Saying it's now "clear that San Diego has outgrown Lindbergh Field," San Diego Councilman Mike Gotch on Tuesday said he plans to ask the City Council to build a second major airport, possibly at Brown Field in Otay Mesa.
Though such a suggestion is not new--former Mayor Pete Wilson pursued the idea several years ago--Gotch and his staff say the timing has never been better, citing increasing complaints about the Lindbergh Field noise problem by surrounding communities, which are mobilized as never before on the noise issue.
Gotch unveiled his idea at a hearing held by the San Diego Unified Port District to gather public sentiment about a proposal to reroute departing jets away from noise-battered Point Loma and Loma Portal and toward the more northern beach communities of Mission Beach, Pacific Beach and La Jolla.
Sentiments by the earful are what the commissioners received as dozens of people--some armed with elaborate charts and graphs and others with unadorned anger--pounded the microphone with criticism, complaints and suggestions.

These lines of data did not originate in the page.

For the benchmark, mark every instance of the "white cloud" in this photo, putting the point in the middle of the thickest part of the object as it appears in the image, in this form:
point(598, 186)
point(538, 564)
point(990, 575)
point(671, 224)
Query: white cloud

Interest in the hearing was vividly illustrated by the turnout, as residents packed to overflowing a 500-seat room at the Stardust Hotel in Mission Valley, with people lining the walls and standing several feet deep in the lobby.
The majority of people represented STOP, a newly formed group representing Pacific Beach and La Jolla residents opposed to the proposed rerouting. Many of them carried signs and placards, waving them at the commissioners' table.

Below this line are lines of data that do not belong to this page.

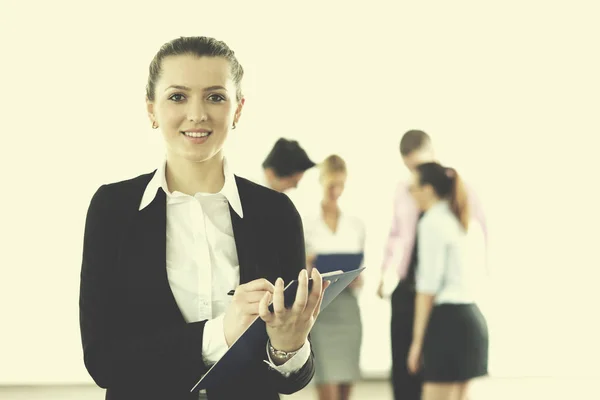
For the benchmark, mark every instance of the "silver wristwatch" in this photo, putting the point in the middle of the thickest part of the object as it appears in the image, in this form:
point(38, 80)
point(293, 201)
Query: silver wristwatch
point(282, 355)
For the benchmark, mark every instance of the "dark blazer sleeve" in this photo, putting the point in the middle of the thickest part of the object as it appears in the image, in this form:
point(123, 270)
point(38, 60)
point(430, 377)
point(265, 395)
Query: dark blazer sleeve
point(292, 258)
point(117, 354)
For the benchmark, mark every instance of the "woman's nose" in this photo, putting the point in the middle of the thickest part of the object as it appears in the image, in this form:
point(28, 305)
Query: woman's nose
point(197, 112)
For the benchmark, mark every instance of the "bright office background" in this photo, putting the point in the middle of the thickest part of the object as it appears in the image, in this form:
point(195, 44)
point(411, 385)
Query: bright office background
point(508, 90)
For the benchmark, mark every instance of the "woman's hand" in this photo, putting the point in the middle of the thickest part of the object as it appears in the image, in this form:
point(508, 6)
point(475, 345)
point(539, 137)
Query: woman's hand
point(288, 328)
point(413, 362)
point(244, 308)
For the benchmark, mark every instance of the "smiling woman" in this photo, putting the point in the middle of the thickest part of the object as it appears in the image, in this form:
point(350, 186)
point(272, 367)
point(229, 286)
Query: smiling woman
point(163, 250)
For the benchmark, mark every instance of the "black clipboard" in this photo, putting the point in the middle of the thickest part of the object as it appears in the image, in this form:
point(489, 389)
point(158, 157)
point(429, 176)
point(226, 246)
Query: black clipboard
point(253, 342)
point(339, 261)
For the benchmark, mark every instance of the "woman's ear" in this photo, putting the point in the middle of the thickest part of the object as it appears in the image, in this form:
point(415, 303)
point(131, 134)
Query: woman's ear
point(238, 111)
point(150, 110)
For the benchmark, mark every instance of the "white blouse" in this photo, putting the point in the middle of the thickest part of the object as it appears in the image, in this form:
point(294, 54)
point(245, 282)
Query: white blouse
point(451, 262)
point(348, 238)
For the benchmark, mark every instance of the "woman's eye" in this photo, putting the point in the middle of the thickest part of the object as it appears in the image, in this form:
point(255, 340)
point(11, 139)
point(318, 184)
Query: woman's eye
point(216, 98)
point(176, 97)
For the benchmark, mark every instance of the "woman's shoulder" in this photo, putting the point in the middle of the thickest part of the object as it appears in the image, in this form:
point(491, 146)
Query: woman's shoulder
point(121, 194)
point(259, 197)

At the end of the nearly three-hour hearing, the district voted to work with its airport noise consultant to examine the comments and suggestions, including evaluating possible economic impacts. The district said it expects a report back on the matter from the consultant, CH2M-Hill of Newport Beach, in 60 days.
CH2M-Hill, in the first part of a two-part report, had recommended changing the departure flight path to alleviate severe noise on about 1,000 acres in Point Loma, where the problem of jet noise is considered the worst in California.

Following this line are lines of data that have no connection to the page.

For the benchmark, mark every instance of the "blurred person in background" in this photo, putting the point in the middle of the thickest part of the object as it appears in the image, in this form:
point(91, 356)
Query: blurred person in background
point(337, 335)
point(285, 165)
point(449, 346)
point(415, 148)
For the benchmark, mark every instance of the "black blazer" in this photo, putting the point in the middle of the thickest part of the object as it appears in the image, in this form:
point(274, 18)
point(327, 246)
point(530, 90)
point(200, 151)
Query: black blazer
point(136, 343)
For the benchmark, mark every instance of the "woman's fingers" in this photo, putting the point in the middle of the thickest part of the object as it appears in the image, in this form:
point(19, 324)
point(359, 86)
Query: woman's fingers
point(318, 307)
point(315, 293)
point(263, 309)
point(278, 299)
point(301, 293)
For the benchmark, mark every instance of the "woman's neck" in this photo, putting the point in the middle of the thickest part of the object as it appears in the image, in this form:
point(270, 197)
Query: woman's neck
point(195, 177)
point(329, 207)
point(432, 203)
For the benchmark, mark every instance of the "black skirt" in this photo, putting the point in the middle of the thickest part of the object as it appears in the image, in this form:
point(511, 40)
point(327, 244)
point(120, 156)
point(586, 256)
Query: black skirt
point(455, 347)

The consultant also suggested giving airlines until 1991 to phase in new, quieter jets.
Gotch, whose represents the Mission Beach and Pacific Beach areas, said the consultant's suggestion to reroute departures over the beach communities was "inherently unfair" because it merely shifted the problem from one neighborhood to another.
Along with calling for the construction of a second airport, Gotch--echoing comments made by many others--said the commissioners should accelerate the phasing in of new and quieter jets at Lindbergh Field.
Gotch said he will soon ask the council to explore the feasibility of using Brown Field, which the city owns, as the site of a new commercial airport. Mikel Haas, an aide to Gotch, said Gotch will make an official recommendation to the City Council within a month. "We want to move forward and look at Brown Field and other sites, too," Haas said.
In 1979, the Federal Aviation Administration studied the suitability of Brown Field for commercial aircraft operations and concluded that it was "questionable."
The FAA said the mountains east and north of Brown Field--near the Mexican border--precluded departures to the east, and landings from the east "would commence over rugged terrain and (an) area of expected turbulence during wind conditions."
Also complicating matters, the FAA said, is the need for approval by the Mexican government to allow flights over its airspace.
At Tuesday's hearing, the Navy and the Marine Corps, which operates a recruit depot next to Lindbergh Field, called airport noise "our most pervasive environmental problem," Marine Col. Rufus Young said.
Marine officials described what they call the "San Diego pause"--the several minutes wasted each hour at the recruit depot while Marine instructors wait for the din of departing planes to subside.
Military officials also said commercial jets are violating a lease the Navy has with the Port District by veering over the recruit depot before the jets reach the end of the runway.
Dr. Fred Berger, co-president of STOP, called the rerouting proposal "ill advised."
He said he sympathizes with Point Loma residents, but "these residents know and knew they were under noisy flight paths" when they bought their homes. In contrast, he told the Port District, people in the beach communities have not suffered under jet noise, and placing them under a new flight path would lead to "lawsuits on your hands that you cannot now imagine."
Though the recommendation to accelerate the phasing in of new and quieter jets at Lindbergh Field received strong support from Point Loma and beach communities residents, representatives of the airlines, the Chamber of Commerce and the Convention & Visitors Bureau said such a requirement would lead to fewer flights to Lindbergh Field and have a detrimental ripple effect on the region's tourism industry.